CausalBench ICLR-23 Challenge Starter Repository

The starter repository for submissions to the CausalBench challenge for gene-gene graph inference from genetic perturbation experiments.

CausalBench is a comprehensive benchmark suite for evaluating network inference methods on perturbational single-cell gene expression data. CausalBench introduces several biologically meaningful performance metrics and operates on two large, curated and openly available benchmark data sets for evaluating methods on the inference of gene regulatory networks from single-cell data generated under perturbations.

Install

pip install -r requirements.txt

Use

Setup

Create a cache directory. This will hold any preprocessed and downloaded datasets for faster future invocation.
- $ mkdir /path/to/causalbench_cache
- Replace the above with your desired cache directory location.
Create an output directory. This will hold all program outputs and results.
- $ mkdir /path/to/causalbench_output
- Replace the above with your desired output directory location.
Create a plot directory. This will hold all plots and final metrics of your experiments.
- $ mkdir /path/to/plots
- Replace the above with your desired plots directory location.
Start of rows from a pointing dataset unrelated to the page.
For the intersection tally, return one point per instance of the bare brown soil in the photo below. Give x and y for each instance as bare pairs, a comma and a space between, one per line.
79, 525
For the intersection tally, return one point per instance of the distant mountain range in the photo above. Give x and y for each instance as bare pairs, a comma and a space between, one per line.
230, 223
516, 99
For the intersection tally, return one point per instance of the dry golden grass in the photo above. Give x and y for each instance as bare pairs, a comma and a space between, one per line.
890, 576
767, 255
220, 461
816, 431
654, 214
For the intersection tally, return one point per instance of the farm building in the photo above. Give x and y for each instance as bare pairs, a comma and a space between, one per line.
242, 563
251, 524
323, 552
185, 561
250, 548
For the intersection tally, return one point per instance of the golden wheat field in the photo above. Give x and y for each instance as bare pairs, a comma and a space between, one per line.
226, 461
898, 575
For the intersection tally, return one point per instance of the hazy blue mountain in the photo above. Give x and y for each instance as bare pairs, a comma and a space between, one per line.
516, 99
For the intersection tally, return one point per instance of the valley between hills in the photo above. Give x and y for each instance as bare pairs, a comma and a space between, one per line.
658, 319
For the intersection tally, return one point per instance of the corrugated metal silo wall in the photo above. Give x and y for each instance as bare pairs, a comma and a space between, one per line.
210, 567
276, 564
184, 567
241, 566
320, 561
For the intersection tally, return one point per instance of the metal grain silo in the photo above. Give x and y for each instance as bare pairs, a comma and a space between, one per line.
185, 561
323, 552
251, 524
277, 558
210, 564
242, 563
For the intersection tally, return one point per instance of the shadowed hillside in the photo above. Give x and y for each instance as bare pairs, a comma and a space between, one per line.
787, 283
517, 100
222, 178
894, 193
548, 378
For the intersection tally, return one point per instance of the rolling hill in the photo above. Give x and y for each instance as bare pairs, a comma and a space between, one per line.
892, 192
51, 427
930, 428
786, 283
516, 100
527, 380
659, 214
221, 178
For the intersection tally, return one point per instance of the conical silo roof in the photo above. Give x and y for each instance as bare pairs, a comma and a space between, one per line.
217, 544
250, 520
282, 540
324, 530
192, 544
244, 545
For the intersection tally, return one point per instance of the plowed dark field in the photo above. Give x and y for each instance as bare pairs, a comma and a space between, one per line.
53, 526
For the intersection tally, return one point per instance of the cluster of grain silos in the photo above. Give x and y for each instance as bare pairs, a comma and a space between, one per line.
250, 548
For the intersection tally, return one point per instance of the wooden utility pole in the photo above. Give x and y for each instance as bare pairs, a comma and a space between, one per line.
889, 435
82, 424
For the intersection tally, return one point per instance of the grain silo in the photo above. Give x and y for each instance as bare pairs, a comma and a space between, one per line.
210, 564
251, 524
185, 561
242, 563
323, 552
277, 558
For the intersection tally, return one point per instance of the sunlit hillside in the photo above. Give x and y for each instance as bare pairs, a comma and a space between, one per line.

How to Run the Full Benchmark Suite?

Example of command to run a model on the rpe1 dataset in the interventional regime. We recommand running this simple model first such that all the dataset files get downloaded and cached.

causalbench_run \
    --dataset_name weissmann_rpe1 \
    --output_directory /path/to/output/ \
    --data_directory /path/to/data/storage \
    --training_regime partial_interventional \
    --partial_intervention_seed 0 \
    --fraction_partial_intervention 0.5 \
    --model_name random100 \
    --subset_data 1.0 \
    --model_seed 0 \
    --do_filter

Results are written to the folder at /path/to/output/, and processed datasets will be cached at /path/to/data/storage. The above command run the model on a dataset containing both observational data (i.e., samples where no gene was perturbed), and some interventional data (one gene was perturbed in each sample). Here, given --fraction_partial_intervention 0.5, 50% of the genes are intervenened on in some samples. This subset of genes is randomly selected, using the --partial_intervention_seed. See below for the exact parameters your submission will be evaluated on.

How to Evaluate a Custom Graph Inference Function?
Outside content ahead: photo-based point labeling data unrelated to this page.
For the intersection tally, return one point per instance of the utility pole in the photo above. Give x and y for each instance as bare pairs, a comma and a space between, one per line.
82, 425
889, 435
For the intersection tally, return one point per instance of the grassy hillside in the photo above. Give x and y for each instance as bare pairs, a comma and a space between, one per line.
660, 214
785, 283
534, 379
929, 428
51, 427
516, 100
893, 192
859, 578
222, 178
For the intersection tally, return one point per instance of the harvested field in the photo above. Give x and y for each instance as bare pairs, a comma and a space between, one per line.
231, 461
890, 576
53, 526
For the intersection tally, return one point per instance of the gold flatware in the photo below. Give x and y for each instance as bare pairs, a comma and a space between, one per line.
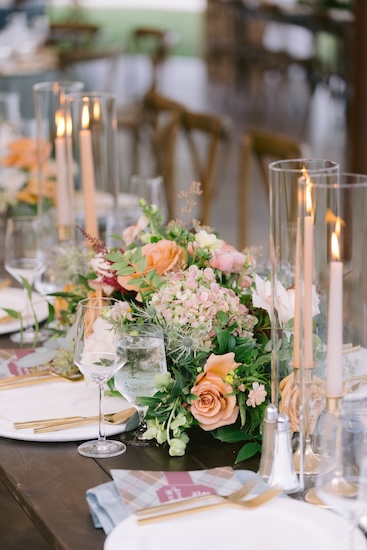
30, 379
236, 495
250, 504
56, 424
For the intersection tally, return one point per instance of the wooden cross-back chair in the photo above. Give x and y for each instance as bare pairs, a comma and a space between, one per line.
196, 128
263, 147
79, 42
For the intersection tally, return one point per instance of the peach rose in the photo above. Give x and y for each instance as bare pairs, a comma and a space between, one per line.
23, 152
162, 256
227, 259
215, 408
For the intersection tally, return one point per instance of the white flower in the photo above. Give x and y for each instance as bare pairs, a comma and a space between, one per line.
257, 395
207, 240
261, 297
102, 339
284, 299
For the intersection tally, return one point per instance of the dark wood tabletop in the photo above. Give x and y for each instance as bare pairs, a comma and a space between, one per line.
49, 481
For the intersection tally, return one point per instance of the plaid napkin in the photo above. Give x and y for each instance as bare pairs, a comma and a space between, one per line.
112, 502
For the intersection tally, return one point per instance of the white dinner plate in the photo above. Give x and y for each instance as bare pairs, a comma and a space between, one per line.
14, 298
56, 399
281, 524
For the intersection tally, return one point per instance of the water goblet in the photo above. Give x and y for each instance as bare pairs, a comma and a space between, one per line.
146, 359
341, 482
99, 352
24, 261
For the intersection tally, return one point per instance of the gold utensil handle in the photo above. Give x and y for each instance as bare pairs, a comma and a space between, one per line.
243, 491
246, 504
31, 382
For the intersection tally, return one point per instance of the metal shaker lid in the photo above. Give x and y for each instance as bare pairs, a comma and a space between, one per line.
271, 412
283, 423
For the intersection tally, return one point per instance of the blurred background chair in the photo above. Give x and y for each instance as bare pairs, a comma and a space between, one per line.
165, 125
260, 147
157, 44
79, 42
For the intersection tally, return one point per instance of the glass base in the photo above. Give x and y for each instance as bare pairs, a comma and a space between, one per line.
136, 438
101, 449
29, 337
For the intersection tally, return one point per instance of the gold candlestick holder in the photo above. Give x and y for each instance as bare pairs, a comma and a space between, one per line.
309, 461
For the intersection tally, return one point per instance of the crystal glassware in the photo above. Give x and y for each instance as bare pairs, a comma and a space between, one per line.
99, 352
341, 482
146, 359
24, 261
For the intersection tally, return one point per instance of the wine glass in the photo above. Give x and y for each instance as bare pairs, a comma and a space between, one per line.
146, 358
24, 262
341, 482
99, 352
152, 190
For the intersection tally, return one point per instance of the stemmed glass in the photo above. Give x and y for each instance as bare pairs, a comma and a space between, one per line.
146, 358
152, 190
24, 261
341, 482
99, 352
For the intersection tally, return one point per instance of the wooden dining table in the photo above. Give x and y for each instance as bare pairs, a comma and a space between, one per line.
50, 480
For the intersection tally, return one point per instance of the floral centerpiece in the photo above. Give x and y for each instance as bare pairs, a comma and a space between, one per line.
199, 290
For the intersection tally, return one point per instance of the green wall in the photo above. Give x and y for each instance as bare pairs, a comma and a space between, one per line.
118, 23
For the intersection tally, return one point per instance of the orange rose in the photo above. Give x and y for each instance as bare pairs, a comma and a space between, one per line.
215, 408
162, 256
23, 153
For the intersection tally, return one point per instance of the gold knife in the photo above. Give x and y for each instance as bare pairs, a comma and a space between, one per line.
62, 423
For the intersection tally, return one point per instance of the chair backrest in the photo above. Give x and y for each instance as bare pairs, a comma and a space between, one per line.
215, 130
264, 147
204, 133
157, 44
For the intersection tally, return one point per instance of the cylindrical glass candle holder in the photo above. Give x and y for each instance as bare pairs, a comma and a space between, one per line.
92, 158
339, 330
293, 297
54, 189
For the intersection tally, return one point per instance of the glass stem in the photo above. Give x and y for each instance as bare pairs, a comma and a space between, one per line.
351, 529
142, 424
101, 425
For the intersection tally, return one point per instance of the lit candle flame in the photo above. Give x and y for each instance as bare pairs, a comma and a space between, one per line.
85, 116
337, 226
69, 125
335, 247
60, 125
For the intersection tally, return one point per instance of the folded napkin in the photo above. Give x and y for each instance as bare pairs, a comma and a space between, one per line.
112, 502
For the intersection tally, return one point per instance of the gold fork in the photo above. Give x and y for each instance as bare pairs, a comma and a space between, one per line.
255, 502
56, 424
236, 495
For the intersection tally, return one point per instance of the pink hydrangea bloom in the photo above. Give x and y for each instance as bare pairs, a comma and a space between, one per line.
257, 395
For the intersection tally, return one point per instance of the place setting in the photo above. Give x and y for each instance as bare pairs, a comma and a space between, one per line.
146, 342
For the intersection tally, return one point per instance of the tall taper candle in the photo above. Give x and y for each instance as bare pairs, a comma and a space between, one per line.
334, 367
88, 181
307, 294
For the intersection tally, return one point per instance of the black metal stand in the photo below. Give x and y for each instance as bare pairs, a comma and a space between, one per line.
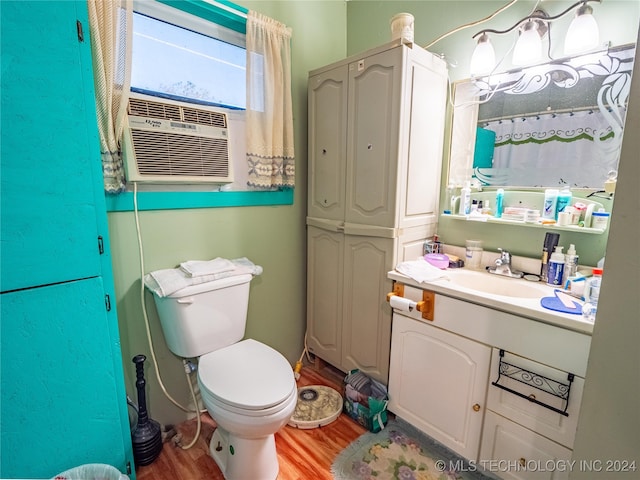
147, 438
535, 380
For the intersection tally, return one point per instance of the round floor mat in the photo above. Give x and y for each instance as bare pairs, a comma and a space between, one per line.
317, 406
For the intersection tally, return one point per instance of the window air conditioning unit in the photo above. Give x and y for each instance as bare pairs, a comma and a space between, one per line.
166, 141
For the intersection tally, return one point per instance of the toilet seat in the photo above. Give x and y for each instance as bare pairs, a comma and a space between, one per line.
247, 377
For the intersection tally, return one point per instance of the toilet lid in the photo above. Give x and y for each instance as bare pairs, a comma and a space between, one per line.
248, 374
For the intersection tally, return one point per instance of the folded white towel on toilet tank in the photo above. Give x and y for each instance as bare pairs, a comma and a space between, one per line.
197, 268
165, 282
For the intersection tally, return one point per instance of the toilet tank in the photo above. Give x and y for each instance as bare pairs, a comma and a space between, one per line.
205, 317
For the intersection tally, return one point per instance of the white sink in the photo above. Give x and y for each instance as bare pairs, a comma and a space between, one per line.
496, 285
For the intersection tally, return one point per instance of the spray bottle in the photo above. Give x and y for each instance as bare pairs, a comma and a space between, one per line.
465, 199
556, 267
499, 202
570, 264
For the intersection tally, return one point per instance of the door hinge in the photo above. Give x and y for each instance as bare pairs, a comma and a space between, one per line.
80, 31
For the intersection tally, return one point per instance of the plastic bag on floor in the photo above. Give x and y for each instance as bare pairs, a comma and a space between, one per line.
92, 471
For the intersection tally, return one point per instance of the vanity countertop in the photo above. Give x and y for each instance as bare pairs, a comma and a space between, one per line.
523, 306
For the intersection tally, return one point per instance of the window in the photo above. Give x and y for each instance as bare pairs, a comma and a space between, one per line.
180, 56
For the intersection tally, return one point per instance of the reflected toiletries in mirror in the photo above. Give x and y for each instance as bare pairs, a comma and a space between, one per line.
559, 123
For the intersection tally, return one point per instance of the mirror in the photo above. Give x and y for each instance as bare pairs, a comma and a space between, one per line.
559, 123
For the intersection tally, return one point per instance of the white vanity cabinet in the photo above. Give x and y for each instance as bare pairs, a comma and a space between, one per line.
438, 383
500, 389
376, 131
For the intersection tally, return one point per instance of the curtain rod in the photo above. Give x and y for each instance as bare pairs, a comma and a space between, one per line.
594, 108
229, 7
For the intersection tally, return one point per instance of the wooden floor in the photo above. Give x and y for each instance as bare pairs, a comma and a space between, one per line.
302, 454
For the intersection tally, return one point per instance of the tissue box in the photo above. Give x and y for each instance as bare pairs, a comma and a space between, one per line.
365, 400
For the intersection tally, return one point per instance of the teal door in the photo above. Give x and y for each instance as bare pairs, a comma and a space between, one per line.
60, 402
48, 220
63, 401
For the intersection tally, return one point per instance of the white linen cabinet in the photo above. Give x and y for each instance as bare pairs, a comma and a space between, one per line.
376, 128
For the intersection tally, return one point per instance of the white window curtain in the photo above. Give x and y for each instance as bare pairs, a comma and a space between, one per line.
269, 114
111, 30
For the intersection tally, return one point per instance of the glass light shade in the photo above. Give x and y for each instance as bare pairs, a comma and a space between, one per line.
583, 33
528, 48
483, 59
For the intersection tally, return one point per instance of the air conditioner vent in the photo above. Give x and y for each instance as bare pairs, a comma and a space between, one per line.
175, 155
150, 109
204, 117
166, 141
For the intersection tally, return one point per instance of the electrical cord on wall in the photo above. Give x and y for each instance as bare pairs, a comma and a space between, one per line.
187, 369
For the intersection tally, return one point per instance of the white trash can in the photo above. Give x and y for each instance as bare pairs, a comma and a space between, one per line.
92, 471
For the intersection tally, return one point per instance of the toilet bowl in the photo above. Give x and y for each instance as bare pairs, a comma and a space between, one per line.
247, 387
250, 391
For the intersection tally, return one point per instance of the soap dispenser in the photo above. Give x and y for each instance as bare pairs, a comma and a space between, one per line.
556, 267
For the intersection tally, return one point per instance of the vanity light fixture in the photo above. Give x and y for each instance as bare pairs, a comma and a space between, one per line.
484, 56
582, 35
528, 47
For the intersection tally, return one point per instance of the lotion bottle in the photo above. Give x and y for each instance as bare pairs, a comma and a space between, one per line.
465, 199
550, 203
564, 200
499, 202
570, 264
556, 267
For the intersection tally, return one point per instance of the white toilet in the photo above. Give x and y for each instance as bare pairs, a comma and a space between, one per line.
248, 387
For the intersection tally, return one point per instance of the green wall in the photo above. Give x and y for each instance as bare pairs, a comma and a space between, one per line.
274, 237
271, 236
368, 25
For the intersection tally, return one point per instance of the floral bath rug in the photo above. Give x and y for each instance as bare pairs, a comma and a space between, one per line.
401, 452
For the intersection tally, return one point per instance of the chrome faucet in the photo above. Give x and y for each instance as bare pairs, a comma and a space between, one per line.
503, 266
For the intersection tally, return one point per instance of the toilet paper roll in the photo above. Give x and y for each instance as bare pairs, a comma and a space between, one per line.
402, 304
To run a custom graph inference function, set --model_name="custom" and --inference_function_file_path to the file path that contains your custom graph inference function (e.g. grnboost.py in this repo). You are given two starter implementations to choose from in src/, grnboost.py and dcdi.py. Your mission is to choose one of them and fine tune them to improve their performance. Hints on potential ways to improve the methods can be found directly in the code.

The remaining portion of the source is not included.